The statistics for housing associations are better. In England, 145,998 people purchased from housing associations using Right to Buy across the same period. A total of 835,850 new homes were built. But this boost from the private social housing sector does not come close to plugging the local authority gap.

I have little faith our current Government could do any better. Local authority housing delivery today is still shockingly low. In the 1977-78 financial year, 115,840 local authority properties were built. In the last financial year, the number was 1,650. That is a drop of nearly 99pc. The number of housing association completions increased by only 8pc across the same period. The national population has grown by a fifth.

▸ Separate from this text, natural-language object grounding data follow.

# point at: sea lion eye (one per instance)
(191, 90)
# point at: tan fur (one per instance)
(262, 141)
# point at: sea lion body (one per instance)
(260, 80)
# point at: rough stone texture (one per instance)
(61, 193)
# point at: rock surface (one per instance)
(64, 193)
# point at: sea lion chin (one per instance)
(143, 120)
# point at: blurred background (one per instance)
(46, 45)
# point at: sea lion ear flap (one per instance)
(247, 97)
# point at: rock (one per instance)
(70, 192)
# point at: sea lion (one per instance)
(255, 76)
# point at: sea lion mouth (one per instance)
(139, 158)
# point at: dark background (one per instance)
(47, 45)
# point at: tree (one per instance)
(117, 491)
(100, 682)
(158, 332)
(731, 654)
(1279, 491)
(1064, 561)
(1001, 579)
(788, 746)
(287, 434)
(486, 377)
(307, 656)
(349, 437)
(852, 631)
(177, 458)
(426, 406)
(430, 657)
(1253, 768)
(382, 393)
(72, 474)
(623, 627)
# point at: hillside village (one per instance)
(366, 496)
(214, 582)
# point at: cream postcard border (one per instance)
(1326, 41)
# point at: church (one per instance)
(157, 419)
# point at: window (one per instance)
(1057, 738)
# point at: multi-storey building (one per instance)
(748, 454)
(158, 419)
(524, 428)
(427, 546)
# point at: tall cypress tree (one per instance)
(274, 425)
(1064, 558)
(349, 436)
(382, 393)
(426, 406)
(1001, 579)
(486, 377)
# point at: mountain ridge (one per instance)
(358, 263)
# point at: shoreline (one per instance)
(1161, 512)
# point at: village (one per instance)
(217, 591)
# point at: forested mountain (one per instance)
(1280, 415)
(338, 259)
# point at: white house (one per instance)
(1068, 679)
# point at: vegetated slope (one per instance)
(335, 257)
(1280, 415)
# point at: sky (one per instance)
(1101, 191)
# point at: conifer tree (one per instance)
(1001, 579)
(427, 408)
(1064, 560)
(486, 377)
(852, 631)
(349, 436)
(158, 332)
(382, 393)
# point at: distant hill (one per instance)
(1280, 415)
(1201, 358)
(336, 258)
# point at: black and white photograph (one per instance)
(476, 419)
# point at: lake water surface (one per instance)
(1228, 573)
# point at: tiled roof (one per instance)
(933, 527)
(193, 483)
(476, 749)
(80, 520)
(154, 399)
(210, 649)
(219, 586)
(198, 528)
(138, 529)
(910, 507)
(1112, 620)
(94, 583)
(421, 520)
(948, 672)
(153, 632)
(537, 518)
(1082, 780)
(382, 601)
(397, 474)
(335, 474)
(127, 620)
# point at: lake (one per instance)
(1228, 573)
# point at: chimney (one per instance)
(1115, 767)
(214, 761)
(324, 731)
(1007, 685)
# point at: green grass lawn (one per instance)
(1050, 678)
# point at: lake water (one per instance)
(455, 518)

The cost of living crisis will make things worse. A new Right to Buy scheme would further reduce the supply of social housing, just as British households face the largest drop in real disposable incomes on record. More renters will default on payments to their landlords.

Some buy-to-let investors have already found a way to benefit from the shortage. A growing number now lease directly to the councils that don’t have any social homes left. Local authorities typically guarantee the rent on long-term leases, often at a premium. But relying more on the system is not healthy and in the end it will be taxpayers that lose out.